Re: liburcu: LTO breaking rcu_dereference on arm64 and possibly other architectures ?
From: Paul E. McKenney
Date: Fri Apr 16 2021 - 16:01:50 EST
On Fri, Apr 16, 2021 at 03:30:53PM -0400, Mathieu Desnoyers wrote:
> ----- On Apr 16, 2021, at 3:02 PM, paulmck paulmck@xxxxxxxxxx wrote:
> [...]
> >
> > If it can be done reasonably, I suggest also having some way for the
> > person building userspace RCU to say "I know what I am doing, so do
> > it with volatile rather than memory_order_consume."
>
> Like so ?
>
> #define CMM_ACCESS_ONCE(x) (*(__volatile__ __typeof__(x) *)&(x))

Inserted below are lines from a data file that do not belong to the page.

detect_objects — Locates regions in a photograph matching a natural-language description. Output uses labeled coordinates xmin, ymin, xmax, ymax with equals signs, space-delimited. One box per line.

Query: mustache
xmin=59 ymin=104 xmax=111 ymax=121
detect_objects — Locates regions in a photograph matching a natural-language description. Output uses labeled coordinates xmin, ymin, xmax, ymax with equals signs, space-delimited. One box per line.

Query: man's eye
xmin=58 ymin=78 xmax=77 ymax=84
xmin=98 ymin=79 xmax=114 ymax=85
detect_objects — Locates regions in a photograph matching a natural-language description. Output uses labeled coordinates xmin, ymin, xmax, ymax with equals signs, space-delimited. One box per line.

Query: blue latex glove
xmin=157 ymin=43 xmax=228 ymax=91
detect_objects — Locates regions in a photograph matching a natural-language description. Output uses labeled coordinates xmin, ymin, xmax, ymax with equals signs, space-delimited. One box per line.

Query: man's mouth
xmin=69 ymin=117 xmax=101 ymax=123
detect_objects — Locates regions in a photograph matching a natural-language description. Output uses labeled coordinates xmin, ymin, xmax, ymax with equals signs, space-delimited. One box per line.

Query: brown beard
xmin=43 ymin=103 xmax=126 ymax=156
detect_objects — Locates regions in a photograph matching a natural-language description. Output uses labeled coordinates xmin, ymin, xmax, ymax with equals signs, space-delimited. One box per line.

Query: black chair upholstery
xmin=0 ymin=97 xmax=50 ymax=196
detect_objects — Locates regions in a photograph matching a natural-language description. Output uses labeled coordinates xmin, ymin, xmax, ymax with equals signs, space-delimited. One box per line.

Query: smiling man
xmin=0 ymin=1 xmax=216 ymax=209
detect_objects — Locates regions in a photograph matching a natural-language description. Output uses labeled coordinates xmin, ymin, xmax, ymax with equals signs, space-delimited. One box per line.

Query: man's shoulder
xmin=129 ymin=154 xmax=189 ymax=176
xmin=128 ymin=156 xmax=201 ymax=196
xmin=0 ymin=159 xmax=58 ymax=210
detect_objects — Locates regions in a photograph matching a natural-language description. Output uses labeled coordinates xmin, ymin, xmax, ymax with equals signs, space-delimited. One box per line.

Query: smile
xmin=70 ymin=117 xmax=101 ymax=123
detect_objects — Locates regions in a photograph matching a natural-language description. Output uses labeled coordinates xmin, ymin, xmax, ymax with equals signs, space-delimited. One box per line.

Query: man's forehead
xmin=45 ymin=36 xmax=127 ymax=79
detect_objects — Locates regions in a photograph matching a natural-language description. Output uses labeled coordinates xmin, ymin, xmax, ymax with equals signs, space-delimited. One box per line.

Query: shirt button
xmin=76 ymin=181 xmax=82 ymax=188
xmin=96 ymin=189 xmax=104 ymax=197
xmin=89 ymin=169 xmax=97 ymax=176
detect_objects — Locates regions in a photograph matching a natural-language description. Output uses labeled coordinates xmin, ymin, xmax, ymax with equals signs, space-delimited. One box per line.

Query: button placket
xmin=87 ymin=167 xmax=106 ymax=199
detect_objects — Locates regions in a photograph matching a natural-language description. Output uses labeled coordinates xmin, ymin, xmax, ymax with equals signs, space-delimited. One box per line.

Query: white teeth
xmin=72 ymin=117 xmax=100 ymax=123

> #define CMM_LOAD_SHARED(p) CMM_ACCESS_ONCE(p)
>
> /*
> * By defining URCU_DEREFERENCE_USE_VOLATILE, the user requires use of
> * volatile access to implement rcu_dereference rather than
> * memory_order_consume load from the C11/C++11 standards.
> *
> * This may improve performance on weakly-ordered architectures where
> * the compiler implements memory_order_consume as a
> * memory_order_acquire, which is stricter than required by the
> * standard.
> *
> * Note that using volatile accesses for rcu_dereference may cause
> * LTO to generate incorrectly ordered code starting from C11/C++11.
> */
>
> #ifdef URCU_DEREFERENCE_USE_VOLATILE
> # define rcu_dereference(x) CMM_LOAD_SHARED(x)
> #else
> # if defined (__cplusplus)
> # if __cplusplus >= 201103L
> # include <atomic>
> # define rcu_dereference(x) ((std::atomic<__typeof__(x)>)(x)).load(std::memory_order_consume)
> # else
> # define rcu_dereference(x) CMM_LOAD_SHARED(x)
> # endif
> # else
> # if (defined(__STDC_VERSION__) && __STDC_VERSION__ >= 201112L)
> # include <stdatomic.h>
> # define rcu_dereference(x) atomic_load_explicit(&(x), memory_order_consume)
> # else
> # define rcu_dereference(x) CMM_LOAD_SHARED(x)
> # endif
> # endif
> #endif
Looks good to me!
Thanx, Paul